The woman added: “It was the Queen’s tea party that we went to see because there was a parade.
“He was standing by one of the big gates and was one of the armed officers.
“I made sure I said I was 16 to him.”
She said she did not really want to give her number to him.
The woman told the hearing she was originally from Hungary and had lived in the UK for six years.
When asked why she had questioned him about why he wanted her number, the woman told the hearing in west London that she did not think to “ask a policeman with a gun why he wanted something”.
The woman said he soon began sending her messages including asking if she was a virgin.
She said: “I was disgusted, I felt quite violated. I had a random person talking to me and saying if I am a virgin.
“He was a police officer, he was someone I am supposed to trust while I am walking around the streets, that I am supposed to call when I am in trouble.”

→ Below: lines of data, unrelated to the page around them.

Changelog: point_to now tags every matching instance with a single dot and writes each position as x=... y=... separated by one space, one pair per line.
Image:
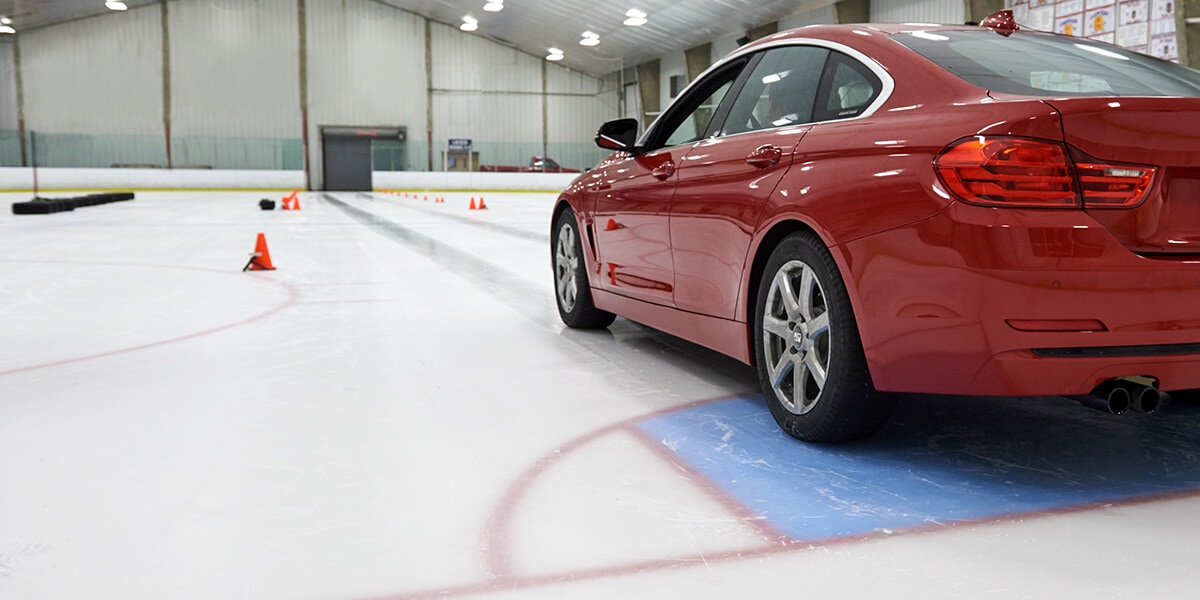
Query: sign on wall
x=1140 y=25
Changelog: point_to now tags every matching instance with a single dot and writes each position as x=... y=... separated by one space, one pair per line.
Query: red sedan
x=869 y=209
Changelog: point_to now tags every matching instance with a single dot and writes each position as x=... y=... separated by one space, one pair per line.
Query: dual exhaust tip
x=1116 y=396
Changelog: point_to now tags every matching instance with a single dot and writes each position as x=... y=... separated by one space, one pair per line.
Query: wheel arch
x=591 y=257
x=762 y=251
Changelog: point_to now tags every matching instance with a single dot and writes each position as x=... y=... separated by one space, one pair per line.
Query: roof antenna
x=1001 y=22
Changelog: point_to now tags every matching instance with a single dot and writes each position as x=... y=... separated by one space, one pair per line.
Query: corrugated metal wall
x=822 y=16
x=94 y=90
x=10 y=147
x=492 y=95
x=235 y=84
x=918 y=11
x=366 y=67
x=7 y=88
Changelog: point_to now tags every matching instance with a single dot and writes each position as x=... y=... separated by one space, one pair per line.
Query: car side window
x=781 y=90
x=847 y=90
x=694 y=126
x=691 y=115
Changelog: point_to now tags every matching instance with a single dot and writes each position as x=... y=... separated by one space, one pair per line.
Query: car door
x=725 y=181
x=631 y=215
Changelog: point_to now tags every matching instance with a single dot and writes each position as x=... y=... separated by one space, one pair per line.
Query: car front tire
x=808 y=351
x=573 y=292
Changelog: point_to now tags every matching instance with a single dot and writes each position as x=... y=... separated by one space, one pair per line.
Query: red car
x=861 y=210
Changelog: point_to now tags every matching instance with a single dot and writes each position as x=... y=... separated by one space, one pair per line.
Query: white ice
x=396 y=412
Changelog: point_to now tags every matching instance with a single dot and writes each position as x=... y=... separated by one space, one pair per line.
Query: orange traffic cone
x=261 y=258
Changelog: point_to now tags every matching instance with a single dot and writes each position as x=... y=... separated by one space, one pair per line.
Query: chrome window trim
x=886 y=79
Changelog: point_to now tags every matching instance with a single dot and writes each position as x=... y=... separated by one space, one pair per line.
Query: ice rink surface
x=397 y=413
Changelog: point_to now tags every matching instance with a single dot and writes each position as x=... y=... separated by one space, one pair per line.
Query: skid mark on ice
x=289 y=300
x=544 y=238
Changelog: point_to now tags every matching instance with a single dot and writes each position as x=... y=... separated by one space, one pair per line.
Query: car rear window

Daly did not contest allegations that he breached professional standards by obtaining the woman’s telephone number when he should have been performing his professional duty, giving the impression he wanted to pursue a relationship with her, and sent her disrespectful messages.
Charles Apthorp, counsel for the Met, said girl’s age was an aggravating factor. He added: “It’s a serious consideration. But whether the young lady was 16, 17, 18, 19 or 30 doesn’t really matter.
“A police officer in the position that this officer was in should not be seeking to initiate sexual relations in this manner.
“We are in a very different place from where it was acceptable for police officers to pick up women outside Buckingham Palace.”